Yüz binlerce köleye 130 yıl boyunca 900 km uzaklıkta yaklaşık 2 ton ağırlığında ki milyonlarca taşı getirerek kendilerine piramit yaptıran ve kendi zevkleri için her gün yüzlerce insanın o taşlar altında kalarak can verdiği Firavunlar ile soydaş olduklarını ve onların günümüzde ki temsilcileri olduklarını her fırsatta ispat etmektedir günümüz süfyanileri. Kendileri ve uşakları ile Firavunları geçen şatafatları için, hüküm sürdükleri coğrafyalarda her yıl binlerce insanın ölümüne sebep olan süfyaniler, kendileri bu işi yaparken bir de bu cinayetleri kader, takdir diyerek din(!) adına açıklamaya çalışarak kendilerini temize çıkarmaları bizlere bir kez daha Firavunların ölmediğini ve daha da güçlenerek ve daha da kinlenerek günümüz mazlumlarına diş bilediklerine şahit olmaktayız. Zira Firavun da yaptığı onca zulme rağmen halkı bu zulümden kurtarmak için gönderilen ve yaptığı zulümleri yüzüne haykıran Musa (a.s.) için halka şöyle demekteydi ve kendi zulümlerini din(!) ile örtmeye çalışmaktaydı: “Gerçekten ben Musa’nın sizin dininizi değiştirmesinden ve yeryüzünde fesat çıkarmasından korkuyorum” (Mü’min 26)

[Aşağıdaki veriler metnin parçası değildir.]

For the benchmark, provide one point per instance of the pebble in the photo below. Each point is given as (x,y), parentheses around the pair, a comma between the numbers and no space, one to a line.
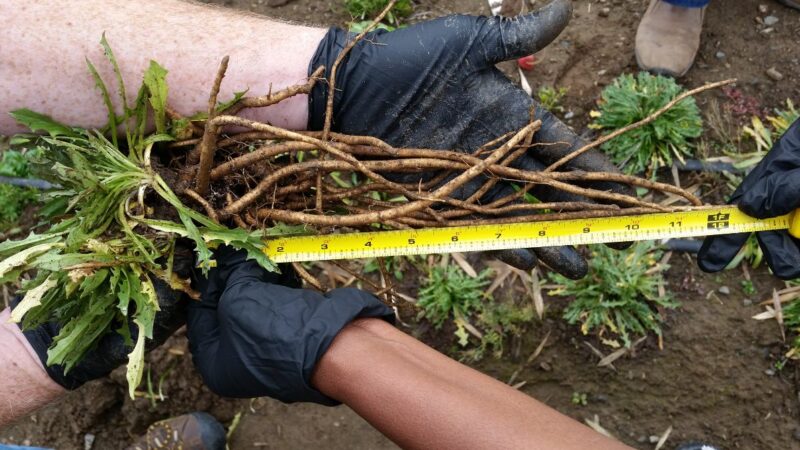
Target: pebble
(774,74)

Evet, sonuç olarak zulmün halkın her kesimine uygulandığı ülkemizde insanları karın tokluğuna köle gibi çalıştıran, onları ölüme gönderen, bu ölümleri din(!) ile açıklayan, kendileri dışında ölen işçiler dâhil olmak üzere suçu herkese yükleyen, bu zulümlerin unutulması için tüm basın ve yayın organlarını seferber eden, halkı türlü yöntemlerle katleden, iş kazası adı ile iş cinayetleri işleyen bu süfyani sistemin yok olması sadece ahiretimiz için değil dünyamızın da abad olabilmesi hayatidir.
İlahi! Bizleri yapılan zulümleri eliyle ve diliyle yok etmeye çalışan, elinden bir şey gelmediği ortamlarda dahi kalbi ile buğz ederek zalimlerden beri olabilen ve senin dininin adalet güneşi ile tüm dünyayı aydınlatacağı günler için çaba harcayan ve son nefesine kadar bu uğurda mücadele edenlerden eyle. Amin.